In the latest update on much-awaited changes to the nation’s kafala sponsorship system, Qatar’s labor minister has said he is “hopeful” that reforms pledged a year ago will be implemented by the end of December.
Minister for Labor and Social Affairs Dr. Abdullah bin Saleh Al Khulaifi made the remarks while speaking to foreign media on a state-organized tour of the country this week. AFP quotes him as saying:
“I hope it will be prior to the year end. We discussed it, our stakeholders have looked at it… Now it is on track. I am 90 percent hopeful or believe that it will be (brought in before the year end).”
“It is not I who says it. It is our vision, our strategy… The new Qatar will no longer be having the kafala system. It will all be contractual agreements between employees and employer.
“We are not hiding from our problems here in Qatar, we are facing them,” Al Khulaifi added.
One year on
The official’s comments come nearly one year after authorities pledged speedy reform of kafala, saying the law would be changed to make it easier for expats to change jobs and leave the country in a press conference on May 14, 2014.
Last July, the labor minister said that the new system would come into place “as quickly as possible.”
However, the reforms still had to be discussed by Qatar’s business community, which appeared to give the green light in October last year when Qatar’s Chamber of Commerce said it would support the new system, as long as the law protected the interests of both the workers and the business owners.
The minister’s latest statement on the implementation of the reforms would appear to be progress on his position in March this year, when he warned that there was no set timetable for when the changes would become law.
The reforms are still waiting be approved by the state’s Advisory ((Shura) Council, before the Emir signs them into law.
Initially described as “abolishing” kafala, the announced reforms fell short of that promise, and did not propose to get rid of the system of exit permits and no-objection certificates.

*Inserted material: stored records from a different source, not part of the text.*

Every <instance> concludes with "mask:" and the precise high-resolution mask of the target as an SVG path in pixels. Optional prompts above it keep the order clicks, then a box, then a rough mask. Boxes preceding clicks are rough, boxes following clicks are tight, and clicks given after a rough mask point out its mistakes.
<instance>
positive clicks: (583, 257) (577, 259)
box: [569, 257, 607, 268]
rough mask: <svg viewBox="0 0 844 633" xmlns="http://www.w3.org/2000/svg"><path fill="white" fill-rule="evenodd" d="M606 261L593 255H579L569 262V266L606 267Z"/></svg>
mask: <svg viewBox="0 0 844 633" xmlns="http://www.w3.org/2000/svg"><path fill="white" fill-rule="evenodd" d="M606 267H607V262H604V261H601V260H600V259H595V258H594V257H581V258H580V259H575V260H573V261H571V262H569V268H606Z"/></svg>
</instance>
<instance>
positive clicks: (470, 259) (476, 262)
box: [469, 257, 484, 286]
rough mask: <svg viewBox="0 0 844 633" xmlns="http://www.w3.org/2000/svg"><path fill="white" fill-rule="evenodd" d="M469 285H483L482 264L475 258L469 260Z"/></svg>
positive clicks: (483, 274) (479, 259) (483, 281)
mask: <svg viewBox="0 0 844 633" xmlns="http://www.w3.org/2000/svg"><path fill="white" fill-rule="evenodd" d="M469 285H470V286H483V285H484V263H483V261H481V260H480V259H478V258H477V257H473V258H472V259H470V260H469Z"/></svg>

A foreigner’s sponsor would still be able to apply to block an expat from leaving the country, and those who sign an open-ended contract would have to work in Qatar for five years before being able to freely change jobs.
Many international rights groups have condemned the sponsorship system, saying it enables an employer to wield too much control over an expat’s living and working situation in Qatar, contributing to abuses of power and exploitation of workers.

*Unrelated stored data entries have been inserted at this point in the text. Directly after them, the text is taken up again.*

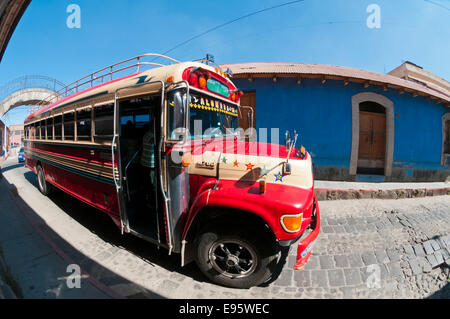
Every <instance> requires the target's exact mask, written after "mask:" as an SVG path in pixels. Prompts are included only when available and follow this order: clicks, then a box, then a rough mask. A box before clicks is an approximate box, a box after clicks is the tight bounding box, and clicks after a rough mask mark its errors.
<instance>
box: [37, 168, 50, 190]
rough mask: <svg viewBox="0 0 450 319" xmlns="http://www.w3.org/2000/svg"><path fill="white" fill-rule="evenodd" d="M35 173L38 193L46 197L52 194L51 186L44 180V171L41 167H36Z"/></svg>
mask: <svg viewBox="0 0 450 319" xmlns="http://www.w3.org/2000/svg"><path fill="white" fill-rule="evenodd" d="M36 173H37V182H38V188H39V191H40V192H41V193H42V194H43V195H44V196H48V195H50V194H51V193H52V190H53V188H52V185H50V184H49V183H48V182H47V181H46V180H45V173H44V170H43V168H42V166H41V165H38V166H37V167H36Z"/></svg>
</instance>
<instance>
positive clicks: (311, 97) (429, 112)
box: [234, 78, 450, 181]
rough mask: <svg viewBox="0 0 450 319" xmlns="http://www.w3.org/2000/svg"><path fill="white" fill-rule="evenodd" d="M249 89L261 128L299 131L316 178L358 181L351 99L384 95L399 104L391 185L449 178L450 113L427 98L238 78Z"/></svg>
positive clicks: (309, 84)
mask: <svg viewBox="0 0 450 319" xmlns="http://www.w3.org/2000/svg"><path fill="white" fill-rule="evenodd" d="M234 82H235V83H236V84H237V86H238V87H239V88H240V89H242V90H244V91H253V90H256V109H257V111H256V113H257V115H256V124H257V128H269V132H270V128H272V127H278V128H280V143H284V132H285V131H286V130H290V131H291V133H292V131H293V130H294V129H296V130H297V131H298V132H299V143H301V144H302V145H304V146H305V147H306V148H307V150H308V151H309V152H310V153H311V154H312V156H313V160H314V163H315V175H316V178H317V179H328V180H356V177H355V176H351V175H349V167H350V156H351V146H352V96H354V95H355V94H358V93H361V92H374V93H378V94H381V95H383V96H385V97H387V98H388V99H390V100H391V101H392V102H393V103H394V114H395V117H394V155H393V169H392V176H390V177H386V179H385V180H386V181H431V180H445V179H446V178H447V177H448V176H450V169H449V166H448V165H447V166H442V165H441V151H442V116H443V115H444V114H445V113H447V112H450V109H449V108H447V107H446V106H444V105H442V104H436V103H435V102H434V101H433V100H426V99H425V98H424V97H421V96H417V97H413V96H412V95H411V94H410V93H404V94H400V93H399V92H398V91H396V90H392V89H388V90H387V91H383V89H382V88H381V87H379V86H369V87H367V88H364V86H363V84H359V83H349V84H348V85H347V86H345V85H344V83H343V81H336V80H327V81H326V83H325V84H322V83H321V81H320V80H319V79H302V82H301V84H300V85H299V84H297V79H295V78H278V79H277V82H273V80H272V79H264V78H254V79H253V82H250V81H248V80H247V79H234Z"/></svg>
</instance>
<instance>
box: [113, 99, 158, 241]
mask: <svg viewBox="0 0 450 319" xmlns="http://www.w3.org/2000/svg"><path fill="white" fill-rule="evenodd" d="M118 103H119V108H118V124H119V127H118V129H119V139H118V142H119V143H118V145H119V163H118V164H119V167H120V168H119V169H120V189H121V192H120V194H119V196H121V200H122V209H123V210H124V215H125V217H126V218H125V221H126V224H127V225H126V227H127V228H128V230H129V232H130V233H132V234H134V235H137V236H140V237H143V238H144V239H147V240H150V241H154V242H158V243H159V242H160V234H159V233H160V232H159V228H160V227H159V214H158V210H159V209H158V206H159V205H160V203H159V202H160V196H159V195H158V194H159V191H158V187H159V185H158V181H157V176H158V174H157V161H156V156H155V155H156V150H157V144H158V143H157V142H158V137H159V136H160V132H159V131H160V130H159V129H158V127H159V125H158V124H159V123H158V119H159V118H158V115H159V113H160V111H159V109H160V108H159V105H160V103H161V96H145V97H139V98H132V99H127V100H120V101H118Z"/></svg>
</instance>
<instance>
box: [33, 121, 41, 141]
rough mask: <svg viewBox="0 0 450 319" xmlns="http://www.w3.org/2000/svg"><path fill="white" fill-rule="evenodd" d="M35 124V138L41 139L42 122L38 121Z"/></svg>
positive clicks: (34, 133) (35, 138)
mask: <svg viewBox="0 0 450 319" xmlns="http://www.w3.org/2000/svg"><path fill="white" fill-rule="evenodd" d="M33 125H34V134H35V139H36V140H40V139H41V128H40V122H36V123H34V124H33Z"/></svg>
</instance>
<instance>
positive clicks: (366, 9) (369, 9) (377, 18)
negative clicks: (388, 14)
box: [366, 4, 381, 29]
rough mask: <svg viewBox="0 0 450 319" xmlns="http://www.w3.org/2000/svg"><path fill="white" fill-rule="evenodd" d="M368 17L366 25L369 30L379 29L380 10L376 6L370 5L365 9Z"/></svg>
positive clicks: (377, 6) (380, 27)
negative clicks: (366, 8)
mask: <svg viewBox="0 0 450 319" xmlns="http://www.w3.org/2000/svg"><path fill="white" fill-rule="evenodd" d="M366 11H367V13H370V15H369V16H368V17H367V20H366V24H367V27H368V28H369V29H380V28H381V8H380V6H379V5H378V4H370V5H369V6H368V7H367V9H366Z"/></svg>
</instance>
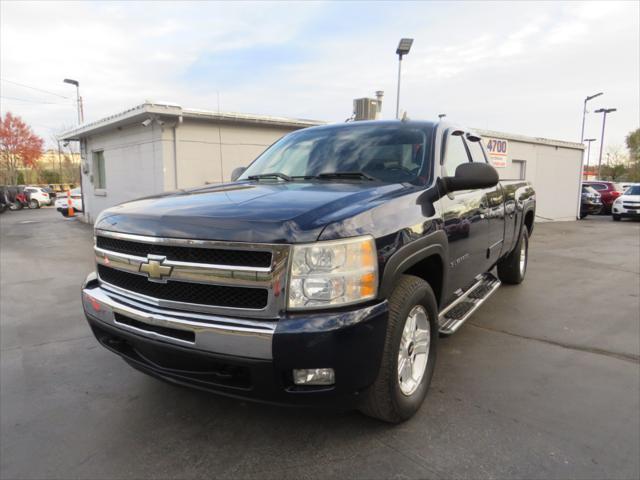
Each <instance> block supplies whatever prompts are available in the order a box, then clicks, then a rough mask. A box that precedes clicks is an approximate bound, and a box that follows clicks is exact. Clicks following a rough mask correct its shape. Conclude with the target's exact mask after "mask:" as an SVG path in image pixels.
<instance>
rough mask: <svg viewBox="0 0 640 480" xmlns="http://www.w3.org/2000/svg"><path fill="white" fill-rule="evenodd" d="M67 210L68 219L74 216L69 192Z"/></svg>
mask: <svg viewBox="0 0 640 480" xmlns="http://www.w3.org/2000/svg"><path fill="white" fill-rule="evenodd" d="M67 208H68V215H69V217H73V216H75V214H74V213H73V204H72V203H71V190H67Z"/></svg>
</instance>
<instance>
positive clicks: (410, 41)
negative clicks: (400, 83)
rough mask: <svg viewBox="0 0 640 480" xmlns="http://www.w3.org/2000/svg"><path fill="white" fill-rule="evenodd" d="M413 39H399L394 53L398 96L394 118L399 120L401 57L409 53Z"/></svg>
mask: <svg viewBox="0 0 640 480" xmlns="http://www.w3.org/2000/svg"><path fill="white" fill-rule="evenodd" d="M412 44H413V38H401V39H400V43H399V44H398V48H397V49H396V53H397V54H398V95H397V97H396V118H400V74H401V73H402V57H403V56H405V55H406V54H407V53H409V50H411V45H412Z"/></svg>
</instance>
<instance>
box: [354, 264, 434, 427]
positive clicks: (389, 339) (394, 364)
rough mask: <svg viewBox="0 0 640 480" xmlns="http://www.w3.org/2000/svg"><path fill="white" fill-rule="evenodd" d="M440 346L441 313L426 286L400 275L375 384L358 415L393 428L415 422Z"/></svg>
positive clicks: (390, 298)
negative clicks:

Speaking to AFP, Amnesty International researcher Mustafa Qadri said of the proposed changes:
“It’s another form of kafala with a different name, admittedly less restrictive but with many of the same problems.”
He added that the promised new rules still amounted to “forced labor,” as the employee cannot leave the country without permission from his employer.

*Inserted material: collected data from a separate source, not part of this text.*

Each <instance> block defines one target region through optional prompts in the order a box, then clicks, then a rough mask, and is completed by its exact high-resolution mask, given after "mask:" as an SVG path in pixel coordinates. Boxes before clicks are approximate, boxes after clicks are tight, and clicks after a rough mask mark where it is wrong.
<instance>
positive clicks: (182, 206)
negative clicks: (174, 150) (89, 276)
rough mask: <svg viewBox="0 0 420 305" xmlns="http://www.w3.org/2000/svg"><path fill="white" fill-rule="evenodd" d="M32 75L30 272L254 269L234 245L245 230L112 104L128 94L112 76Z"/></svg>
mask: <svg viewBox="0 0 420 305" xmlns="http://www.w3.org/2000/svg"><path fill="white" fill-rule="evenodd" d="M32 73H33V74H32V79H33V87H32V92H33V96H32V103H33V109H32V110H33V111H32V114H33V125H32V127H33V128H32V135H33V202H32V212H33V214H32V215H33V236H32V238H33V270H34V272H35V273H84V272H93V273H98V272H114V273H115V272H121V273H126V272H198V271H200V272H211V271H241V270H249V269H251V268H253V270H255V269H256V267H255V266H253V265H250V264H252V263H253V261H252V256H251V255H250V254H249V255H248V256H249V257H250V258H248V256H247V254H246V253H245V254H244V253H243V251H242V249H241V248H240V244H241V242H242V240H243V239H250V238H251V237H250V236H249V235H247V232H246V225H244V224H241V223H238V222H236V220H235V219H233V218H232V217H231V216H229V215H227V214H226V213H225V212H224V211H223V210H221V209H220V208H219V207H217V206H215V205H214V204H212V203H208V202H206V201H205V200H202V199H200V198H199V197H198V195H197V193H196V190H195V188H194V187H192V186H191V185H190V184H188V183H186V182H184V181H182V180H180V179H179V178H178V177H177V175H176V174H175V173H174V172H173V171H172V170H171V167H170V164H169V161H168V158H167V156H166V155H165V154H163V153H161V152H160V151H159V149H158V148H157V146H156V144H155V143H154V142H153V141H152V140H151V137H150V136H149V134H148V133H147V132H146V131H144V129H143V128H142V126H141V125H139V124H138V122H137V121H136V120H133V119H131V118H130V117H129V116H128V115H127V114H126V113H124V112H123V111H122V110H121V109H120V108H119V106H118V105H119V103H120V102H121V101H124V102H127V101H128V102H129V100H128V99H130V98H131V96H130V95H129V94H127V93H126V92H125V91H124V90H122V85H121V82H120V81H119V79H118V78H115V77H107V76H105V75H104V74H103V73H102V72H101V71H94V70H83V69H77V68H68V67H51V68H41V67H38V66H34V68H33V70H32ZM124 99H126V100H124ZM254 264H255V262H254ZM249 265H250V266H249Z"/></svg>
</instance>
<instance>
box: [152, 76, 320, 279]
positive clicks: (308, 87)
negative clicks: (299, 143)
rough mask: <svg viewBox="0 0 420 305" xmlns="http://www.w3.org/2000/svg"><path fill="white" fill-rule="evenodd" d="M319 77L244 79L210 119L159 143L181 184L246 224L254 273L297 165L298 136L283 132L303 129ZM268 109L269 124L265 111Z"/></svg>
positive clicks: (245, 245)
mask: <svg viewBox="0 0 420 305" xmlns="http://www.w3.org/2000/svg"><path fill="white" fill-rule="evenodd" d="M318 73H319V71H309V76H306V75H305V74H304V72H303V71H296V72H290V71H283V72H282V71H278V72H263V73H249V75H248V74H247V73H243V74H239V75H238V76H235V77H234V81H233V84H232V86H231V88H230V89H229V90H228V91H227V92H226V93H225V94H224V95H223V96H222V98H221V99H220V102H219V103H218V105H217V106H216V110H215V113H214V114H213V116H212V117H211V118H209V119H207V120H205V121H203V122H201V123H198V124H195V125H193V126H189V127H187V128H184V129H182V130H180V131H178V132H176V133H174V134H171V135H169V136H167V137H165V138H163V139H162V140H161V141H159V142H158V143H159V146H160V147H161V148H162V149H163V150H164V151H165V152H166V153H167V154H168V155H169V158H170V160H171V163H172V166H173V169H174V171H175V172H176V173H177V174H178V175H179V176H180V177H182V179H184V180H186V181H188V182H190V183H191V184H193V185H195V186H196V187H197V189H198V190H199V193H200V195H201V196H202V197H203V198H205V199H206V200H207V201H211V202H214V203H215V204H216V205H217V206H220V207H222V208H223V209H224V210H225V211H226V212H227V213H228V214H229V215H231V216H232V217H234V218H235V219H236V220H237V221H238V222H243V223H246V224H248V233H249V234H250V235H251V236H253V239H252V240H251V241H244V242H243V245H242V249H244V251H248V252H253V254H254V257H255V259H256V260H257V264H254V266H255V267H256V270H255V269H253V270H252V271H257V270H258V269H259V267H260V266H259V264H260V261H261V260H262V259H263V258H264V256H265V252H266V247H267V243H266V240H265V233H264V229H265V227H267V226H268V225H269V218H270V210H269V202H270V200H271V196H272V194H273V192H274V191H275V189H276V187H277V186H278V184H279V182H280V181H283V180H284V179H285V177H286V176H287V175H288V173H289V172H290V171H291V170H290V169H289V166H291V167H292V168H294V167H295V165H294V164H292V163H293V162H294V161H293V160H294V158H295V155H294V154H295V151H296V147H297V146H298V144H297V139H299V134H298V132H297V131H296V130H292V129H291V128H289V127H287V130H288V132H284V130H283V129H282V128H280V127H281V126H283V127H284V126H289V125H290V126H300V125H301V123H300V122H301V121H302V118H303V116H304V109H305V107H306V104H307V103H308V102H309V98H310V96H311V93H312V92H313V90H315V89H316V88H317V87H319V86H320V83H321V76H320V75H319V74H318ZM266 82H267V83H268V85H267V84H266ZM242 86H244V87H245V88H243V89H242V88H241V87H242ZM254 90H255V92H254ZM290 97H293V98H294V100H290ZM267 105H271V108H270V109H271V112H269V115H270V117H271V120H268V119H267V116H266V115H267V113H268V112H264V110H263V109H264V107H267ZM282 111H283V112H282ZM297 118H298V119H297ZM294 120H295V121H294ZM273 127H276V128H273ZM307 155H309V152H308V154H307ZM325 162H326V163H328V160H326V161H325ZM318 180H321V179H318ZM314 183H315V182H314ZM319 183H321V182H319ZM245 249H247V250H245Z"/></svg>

So far, the only change that has been enacted from the list of reforms pledged last year is the Wage Protection System, which requires all employers to pay their staff by direct bank transfer and aims to tackle workers’ persistent complaints of late on non-payment of their wages.
First announced in July last year, the law was signed by the Emir in February and will be enforced starting in August. Employers in violation of the amendment could face jail time of up to one month and fines of QR2,000 to QR6,000.
The state of the accommodation often used to house migrant workers during their time in Qatar has also been criticized for being cramped, unsanitary and overcrowded.
Speaking with reporters this week, the labor minister admitted that these conditions are a “major problem.”
AP quotes Al Khulaifi as saying:
“Our delay nationally of accommodating properly such a population I think (was) a mistake that we are trying to remedy now. Current substandard labor accommodations are unacceptable.”
The official added that more spot-checks are being conducted on company accommodation, while the number of inspectors has almost doubled to 294 from 150 two years ago. A further 100 are being hired as part of “an ongoing, continuous project to upgrade our inspectors,” he said.
A number of organizations in Qatar have rules about workers’ accommodation. Both Qatar Foundation and Supreme Committee for Delivery and Legacy – which is overseeing the construction of Qatar’s World Cup stadiums and training facilities – have workers’ charters.
In addition to requiring companies to pay for overtime and eschew the use of recruiters who charge worker fees, QF’s charter sets out minimum housing standards. This includes a maximum of four beds per room, allocating six square meters per resident as well as providing recreation areas.
Among the residential projects planned for lower-income workers is the $1 billion Barwa Al Baraha project, which aims to accommodate more than 50,000 migrants with other facilities including shops, a mosque, sports fields, used car showrooms and office space.